ExxonMobil also produces DINP at its plant in Baton Rouge, Louisiana, though it declares the very name of its company confidential in the EPA document. (Although the parent company is listed as “CBI,” the site gives the address of the ExxonMobil plant.) While it is illegal to claim a company name as confidential, companies often do it in an effort to obscure their responsibility, according to Belliveau. “They just want to hide the ball,” he said.

According to an EPA spokesperson, ExxonMobil withdrew its claim that the company name was CBI, but did so after the most recent use report was released in 2016.

Such reporting shenanigans make it impossible for people living near plants to know if they might be exposed to additional phthalates from local contamination in their environment, in addition to whatever amount they get simply from living amid countless products that contain them. If Earthjustice prevails in its suit, people living near the plants that produce DINP will have more information soon, at least about that one chemical. The EPA and Earthjustice are now discussing a possible settlement.

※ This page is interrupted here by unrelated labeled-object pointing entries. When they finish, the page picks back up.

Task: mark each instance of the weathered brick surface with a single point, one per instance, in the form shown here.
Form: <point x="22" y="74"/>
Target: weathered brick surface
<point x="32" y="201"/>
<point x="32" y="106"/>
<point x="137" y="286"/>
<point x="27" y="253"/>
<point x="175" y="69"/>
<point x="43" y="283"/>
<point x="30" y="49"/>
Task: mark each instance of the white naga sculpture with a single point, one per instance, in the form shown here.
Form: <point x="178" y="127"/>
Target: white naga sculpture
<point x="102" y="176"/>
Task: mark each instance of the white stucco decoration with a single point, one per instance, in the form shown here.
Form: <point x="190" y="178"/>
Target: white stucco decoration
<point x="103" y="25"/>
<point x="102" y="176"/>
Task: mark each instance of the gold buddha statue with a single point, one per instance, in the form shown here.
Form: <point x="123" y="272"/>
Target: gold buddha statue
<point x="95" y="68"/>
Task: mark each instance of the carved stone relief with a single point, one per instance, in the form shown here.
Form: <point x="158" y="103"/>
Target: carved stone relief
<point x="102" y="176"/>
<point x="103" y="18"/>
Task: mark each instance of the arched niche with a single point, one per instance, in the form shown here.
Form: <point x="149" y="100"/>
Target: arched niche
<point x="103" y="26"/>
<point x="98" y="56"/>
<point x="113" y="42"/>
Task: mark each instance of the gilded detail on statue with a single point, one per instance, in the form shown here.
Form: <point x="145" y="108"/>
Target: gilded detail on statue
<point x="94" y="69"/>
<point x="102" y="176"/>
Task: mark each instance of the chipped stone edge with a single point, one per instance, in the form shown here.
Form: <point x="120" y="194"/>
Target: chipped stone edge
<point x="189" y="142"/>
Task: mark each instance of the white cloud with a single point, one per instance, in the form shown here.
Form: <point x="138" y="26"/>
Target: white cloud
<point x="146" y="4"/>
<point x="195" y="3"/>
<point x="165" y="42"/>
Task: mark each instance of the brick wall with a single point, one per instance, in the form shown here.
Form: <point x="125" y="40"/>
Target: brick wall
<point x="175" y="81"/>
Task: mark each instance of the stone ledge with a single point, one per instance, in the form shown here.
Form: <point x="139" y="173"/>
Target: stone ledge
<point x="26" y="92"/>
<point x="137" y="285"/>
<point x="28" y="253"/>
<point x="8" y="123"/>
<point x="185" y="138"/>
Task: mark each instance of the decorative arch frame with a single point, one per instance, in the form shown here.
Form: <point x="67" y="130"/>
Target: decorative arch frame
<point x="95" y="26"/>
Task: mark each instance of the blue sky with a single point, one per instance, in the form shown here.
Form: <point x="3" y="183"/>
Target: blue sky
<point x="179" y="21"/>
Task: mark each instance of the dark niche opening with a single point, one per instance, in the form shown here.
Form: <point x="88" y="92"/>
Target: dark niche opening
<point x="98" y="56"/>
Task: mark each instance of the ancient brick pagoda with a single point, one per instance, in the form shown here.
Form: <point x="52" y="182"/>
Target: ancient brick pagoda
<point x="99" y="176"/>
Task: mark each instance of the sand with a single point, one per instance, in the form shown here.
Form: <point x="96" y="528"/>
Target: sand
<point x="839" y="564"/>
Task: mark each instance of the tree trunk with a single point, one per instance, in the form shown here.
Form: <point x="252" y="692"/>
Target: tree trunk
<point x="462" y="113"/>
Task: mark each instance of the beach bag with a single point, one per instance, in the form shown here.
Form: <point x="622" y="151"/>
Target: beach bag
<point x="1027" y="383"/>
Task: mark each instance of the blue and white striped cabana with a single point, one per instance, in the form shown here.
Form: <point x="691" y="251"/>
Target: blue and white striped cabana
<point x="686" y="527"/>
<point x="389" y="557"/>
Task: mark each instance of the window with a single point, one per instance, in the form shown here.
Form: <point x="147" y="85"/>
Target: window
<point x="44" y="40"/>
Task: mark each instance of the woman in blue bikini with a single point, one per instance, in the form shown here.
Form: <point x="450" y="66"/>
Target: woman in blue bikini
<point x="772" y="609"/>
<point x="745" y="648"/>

For Valeriano, who filed the request to the EPA to add DINP to the Toxics Release Inventory 21 years ago, a victory would be bittersweet. While she and other environmentalists have been waiting for the EPA to act, Valeriano went on to have three children — all of whom are now adults. “During that time, we have all had continued ongoing exposures,” she said. “It’s way past time to act.”

Update: December 7, 2021, 3:58 ET

This article has been updated with comments from the EPA and the FDA.